Im Anschluss an das Geschehen gab es noch ein klärendes Gespräch zwischen den Fliederlich-Aktivisten und Mitgliedern des VSG Ingolstadt. Hatten sich diese doch aus Angst vor möglichen Folgen für ihre Gruppe von der Aktion öffentlich distanziert und vorab die Ingolstädter Behörden sogar vor den anreisenden Franken schriftlich gewarnt.
Man trennte sich einvernehmlich, und auch die breite Ingolstädter Bevölkerung schien durch die Fliederlich-Aktion nicht spontan der homosexuellen Unsittlichkeit verfallen zu sein. Letztendlich musste die Stadt Ingolstadt sogar einen Gebührenbescheid von 54 DM an Fliederlich aufgrund eines Formfehlers zurücknehmen.
Ingolstadt wird doch noch queer
Über die weitere Entwicklung des VSG Ingolstadt sind im Fliederlich-Archiv leider keine weiteren Informationen vorhanden.
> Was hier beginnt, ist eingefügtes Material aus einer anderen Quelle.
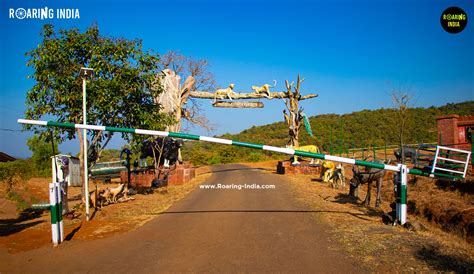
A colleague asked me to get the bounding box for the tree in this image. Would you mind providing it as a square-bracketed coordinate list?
[26, 24, 172, 200]
[160, 51, 216, 131]
[26, 135, 59, 176]
[391, 91, 413, 164]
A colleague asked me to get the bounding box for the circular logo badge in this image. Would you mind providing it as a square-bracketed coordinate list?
[15, 8, 26, 19]
[440, 7, 467, 33]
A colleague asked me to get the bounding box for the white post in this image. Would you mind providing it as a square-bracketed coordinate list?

Erst 1994 gab wieder Kontakte zu einer Ingolstädter Schwulengruppe namens „Romeo und Julius“ – mit einem ordentlichen e. V. am Ende. Diese Gruppe existiert noch heute.
Ebenfalls ein eingetragener Verein ist „Queer Ingolstadt“, seit 2019 verantwortlich für den „CSD Ingolstadt“. Mittelpunkt der jährlichen Veranstaltung ist der Ingolstädter Rathausplatz – Absenderadresse der Infostand-Verbote von 1980.